Génial et philanthrope. Tel était le banquier Albert Kahn.
En 1909, le millionnaire Alsacien se lance dans un projet fou : créer un fond documentaire en couleurs de tous les peuples du monde ! Son but est de favoriser la paix et la compréhension interculturelle. Pour y parvenir, cet idéaliste utilise
l'autochrome, le premier procédé couleur industriel inventé par les frères Lumière. Révolutionnaire. Ils en ont fait la promotion le 10 juin 1907, dans le magazine L'Illustration. Le procédé n'est pas pour toutes les bourses : il coûte cinq francs la boîte de quatre vues, soit le salaire de deux jours d'un employé des usines Lumière. Mais Albert Kahn a de l'argent, beaucoup d'argent. Il pourrait le faire fructifier aimablement dans le silence ouaté des conseils d'administration. Cet humaniste préfère s'en servir pour mieux connaître l'autre, l'étranger, celui qui est certes différent mais pas contraire. Découvrir le monde par l'image sera le but de sa vie.
Cette idée un peu folle de collecter la mémoire du monde sur des plaques de verre lui est venue l'année précédente, en 1908.

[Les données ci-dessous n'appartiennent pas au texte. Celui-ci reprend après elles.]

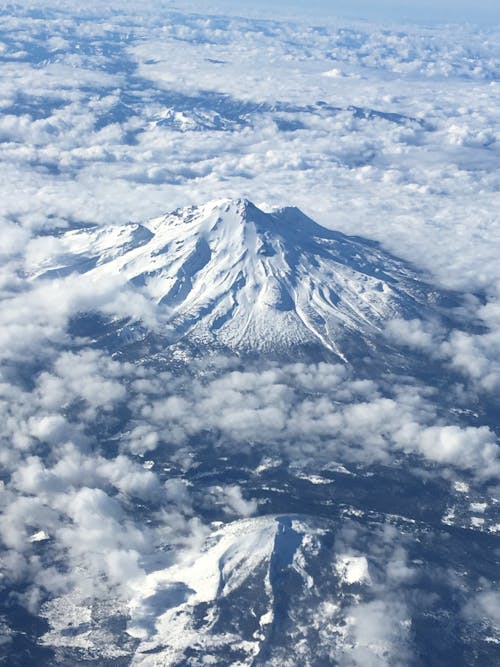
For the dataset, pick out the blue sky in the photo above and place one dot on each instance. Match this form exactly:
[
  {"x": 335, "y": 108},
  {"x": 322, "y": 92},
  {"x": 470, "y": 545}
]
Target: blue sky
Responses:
[{"x": 384, "y": 10}]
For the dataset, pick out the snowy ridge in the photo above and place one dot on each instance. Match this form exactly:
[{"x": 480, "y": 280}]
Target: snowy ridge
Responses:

En compagnie de son chauffeur-mécanicien-photographe, Albert Dutertre, le banquier a effectué un tour du monde pendant quatre mois. Ensemble les deux hommes ont traversé l'Amérique. Ils ont parcouru le Japon et la Chine. A leur retour, dans leurs bagages, il y a les inévitables souvenirs mais surtout des centaines de photos et de nombreux films, témoins de leur audacieux périple.

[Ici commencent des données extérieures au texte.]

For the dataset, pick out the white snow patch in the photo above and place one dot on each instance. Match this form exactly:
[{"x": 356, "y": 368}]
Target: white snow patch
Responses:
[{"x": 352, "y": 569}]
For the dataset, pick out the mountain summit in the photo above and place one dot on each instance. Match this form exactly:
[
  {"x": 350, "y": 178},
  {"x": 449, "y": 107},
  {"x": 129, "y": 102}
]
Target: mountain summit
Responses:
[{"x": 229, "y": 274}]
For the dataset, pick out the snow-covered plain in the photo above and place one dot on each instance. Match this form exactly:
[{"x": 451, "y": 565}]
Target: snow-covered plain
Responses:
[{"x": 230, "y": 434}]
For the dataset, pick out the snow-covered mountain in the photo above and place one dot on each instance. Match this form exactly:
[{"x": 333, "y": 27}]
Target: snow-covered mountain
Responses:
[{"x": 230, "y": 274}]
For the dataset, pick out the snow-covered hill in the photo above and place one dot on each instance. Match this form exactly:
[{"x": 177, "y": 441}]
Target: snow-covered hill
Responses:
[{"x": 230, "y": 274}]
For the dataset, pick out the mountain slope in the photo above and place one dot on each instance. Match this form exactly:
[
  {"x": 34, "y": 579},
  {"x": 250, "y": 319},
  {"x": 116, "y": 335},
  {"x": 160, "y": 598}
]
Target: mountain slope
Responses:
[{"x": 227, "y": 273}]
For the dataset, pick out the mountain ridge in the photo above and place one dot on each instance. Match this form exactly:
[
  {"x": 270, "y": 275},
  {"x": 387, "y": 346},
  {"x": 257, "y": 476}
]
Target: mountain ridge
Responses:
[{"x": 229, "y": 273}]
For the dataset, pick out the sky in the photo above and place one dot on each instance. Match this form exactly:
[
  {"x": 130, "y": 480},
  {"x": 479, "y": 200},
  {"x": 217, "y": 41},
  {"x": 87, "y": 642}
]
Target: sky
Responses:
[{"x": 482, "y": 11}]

Ses voyages lui ont fait pressentir que des civilisations entières vont s'éteindre. Il faut, coûte que coûte, en garder "des aspects, des pratiques et des modes de l’activité humaine, dont la disparition fatale n’est plus qu’une question de temps ".
Pour parvenir à ce projet, il crée, en 1910, une société, Les Archives de la planète. Jusqu'en 1931, il missionne dans 48 pays de tous les continents reporters et opérateurs de cinéma pour filmer et photographier ce qui n'intéressait (presque) personne : la Palestine des années 20, l'Inde des maharadjas, la montée du fascisme
"La vie, la vie, il n'y a que ça. Il faut aller saisir la vie. A l'étranger, dans la rue. Partout !"
Albert Kahn
Souvent, ces aventuriers de l'image arrivent à des moments historiques cruciaux, comme par exemple lors de l'effondrement des empires ottoman et austro-hongrois. Ils filment les derniers villages traditionnels celtiques en Irlande, les soldats de la Première Guerre mondiale. Ils prennent les premières photographies couleurs dans des pays aussi éloignés que le Brésil, le Vietnam, la Mongolie et la Norvège, le Bénin et les Etats-Unis.
Albert Khan croit toucher au but. Dans sa propriété à Boulogne, l'élite intellectuelle mondiale se réunit chez lui et devise. En 1931, le philosophe Bergson écrira que ce
colloque permanent qui se déroule chez le banquier "a fini par créer quelque chose d'unique : une atmosphère morale que tiennent à venir respirer, ne fût-ce que pour quelques heures, des hommes éminents qui caressent le rêve d'une humanité organisée et meilleure ".
Mais l'homme Kahn reste une enigme.
Il aurait pû être le roi de Paris. Il préfère vivre dans sa maison-palais de Boulogne, sans femme ni enfant.
Ses jours d'opulence sont pourtant comptés.
La crise financière de Wall Street de 1929 arrive en Europe quelques temps plus tard et emporte la plupart des établissements financiers. Elle ruine Albert Kahn, qui meurt le 14 novembre 1940 à Boulogne-Billancourt.
Un de ses boursiers, en 1927, se remémorait l'extraordinaire monsieur, toujours très secret : "C'était un tout petit vieillard, tout chauve, à la barbiche blanche, très simplement habillé, et que l'on aurait pris pour un humble employé retraité, surtout en été avec son veston d'alpaga noir et le grand chapeau qu'il arborait dans son jardin ".
Curieusement, il n'existe pas de film digne de ce nom pour clore ce portrait. Celui qui voulait archiver la planète et qui se ruina pour y parvenir... refusa toujours de se laisser filmer.